In any given discipline, from business to academia, there is a need for data analysis. Among the most popular tools to analyze data sets is R, a programming language that allows you to easily perform statistical analyses and create data visualizations.
In this post, I'm going to share with you the best tools to manipulate datasets in R such that they're easy to analyze. In addition, you'll be introduced to a wide variety of visualization tools that are sure to bring your data to life. If you haven't used R before, no problem! I'll get you set up with the proper software.
This week, save 50% on some of our top R products or pick up any 5 for $50. It's the perfect opportunity to push your analytical skills forward, and get even more out of R...
Downloading R is all well and good, but doing significant work with the language is best done using an integrated development environment, or IDE. One of the most popular choices is RStudio, with support for Mac, Windows, Debian, Ubuntu, and RedHat.

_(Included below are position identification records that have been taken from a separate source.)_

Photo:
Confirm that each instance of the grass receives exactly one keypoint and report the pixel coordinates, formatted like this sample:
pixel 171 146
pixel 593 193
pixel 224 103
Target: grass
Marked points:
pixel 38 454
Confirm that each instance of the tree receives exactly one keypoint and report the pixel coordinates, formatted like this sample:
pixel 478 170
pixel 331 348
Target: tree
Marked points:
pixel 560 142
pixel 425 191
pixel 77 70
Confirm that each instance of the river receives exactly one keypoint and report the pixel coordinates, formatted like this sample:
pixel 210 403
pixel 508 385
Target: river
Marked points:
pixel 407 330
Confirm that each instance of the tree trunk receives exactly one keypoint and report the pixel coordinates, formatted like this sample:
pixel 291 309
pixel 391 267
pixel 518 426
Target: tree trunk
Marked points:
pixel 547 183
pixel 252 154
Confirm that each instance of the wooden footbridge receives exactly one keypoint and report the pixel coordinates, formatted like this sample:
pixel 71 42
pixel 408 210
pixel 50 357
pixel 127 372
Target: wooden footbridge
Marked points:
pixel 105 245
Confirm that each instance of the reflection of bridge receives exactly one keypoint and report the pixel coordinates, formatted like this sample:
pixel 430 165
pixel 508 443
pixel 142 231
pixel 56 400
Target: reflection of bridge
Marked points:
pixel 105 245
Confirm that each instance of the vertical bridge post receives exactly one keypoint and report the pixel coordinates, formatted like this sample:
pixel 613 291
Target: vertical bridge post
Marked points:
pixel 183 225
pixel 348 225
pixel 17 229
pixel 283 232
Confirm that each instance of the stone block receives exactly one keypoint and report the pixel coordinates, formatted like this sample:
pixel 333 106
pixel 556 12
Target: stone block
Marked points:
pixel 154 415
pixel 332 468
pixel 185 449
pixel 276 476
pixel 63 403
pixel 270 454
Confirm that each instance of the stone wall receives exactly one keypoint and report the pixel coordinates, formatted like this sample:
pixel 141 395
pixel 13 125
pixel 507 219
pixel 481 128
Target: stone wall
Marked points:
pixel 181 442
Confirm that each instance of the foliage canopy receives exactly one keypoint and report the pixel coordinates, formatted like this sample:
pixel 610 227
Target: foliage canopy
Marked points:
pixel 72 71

Downloading is painless: click this link and choose the proper download for your system and architecture. After installing, fire up RStudio. You're now ready to begin programming with R!
Learning a new programming language is tough, especially if you haven't learned one before. Luckily, there are dozens of great resources available to teach you the ins-and-outs of R. While MOOCs are always an option, you might have better luck using sites like DataCamp or Code School. If you'd rather go old school, I’ll recommend the PDF R for Beginners.
The coolest option that I've seen of late is a package called swirl. This package allows you to learn about R right within RStudio. If I were relearning the language, this would be my first stop.
R by itself can do quite a bit, but the real fun comes in with packages. Put simply, packages extend the functionality of R to do just about anything users can dream of. Don't believe me? Check out all 8,153 of the packages currently available (as of 26/03/2016).
At their core, R packages are just libraries of specially-created R functions. Rather than making an R function and keeping it for the good of one, programmers in the R community share their R functions by packaging them up and sharing them on the Comprehensive R Archive Network (CRAN).
Not all packages are going to come in handy to beginners. That's why I listed some that are integral to any work in R, whether you're a newcomer or a PhD-holding statistican.
- swirl: You can learn R right within RStudio using this package. Lessons take 15-20 minutes, so you're guaranteed to walk away with having learned something, even if only on a coffee break.
- tidyr AKA "Tidy R": Cleans up datasets. This package was actually made by the developers of RStudio. As RStudio describes, tidyr allows users to easily manipulate datasets by categorizing columns of your data. Performing statistical analysis on those columns then becomes a cinche.
- dplyr: Goes hand-in-hand with tidyr. Easily creates data tables (think Excel table), more frequenty referred to by the R community as data frames.
- ggplot2: Considered one of the most important visualization packages in all of R. Its syntax can be a little scary, but once you see a couple of examples, it can be fully utilized to make great visualizations. This really is the R community's visual gold standard.
- htmlwidgets: Allows users to make visualizations that can then be easily exported on the Internet. htmlwidgets is used by a bevy of other packages. You can see them all at this link.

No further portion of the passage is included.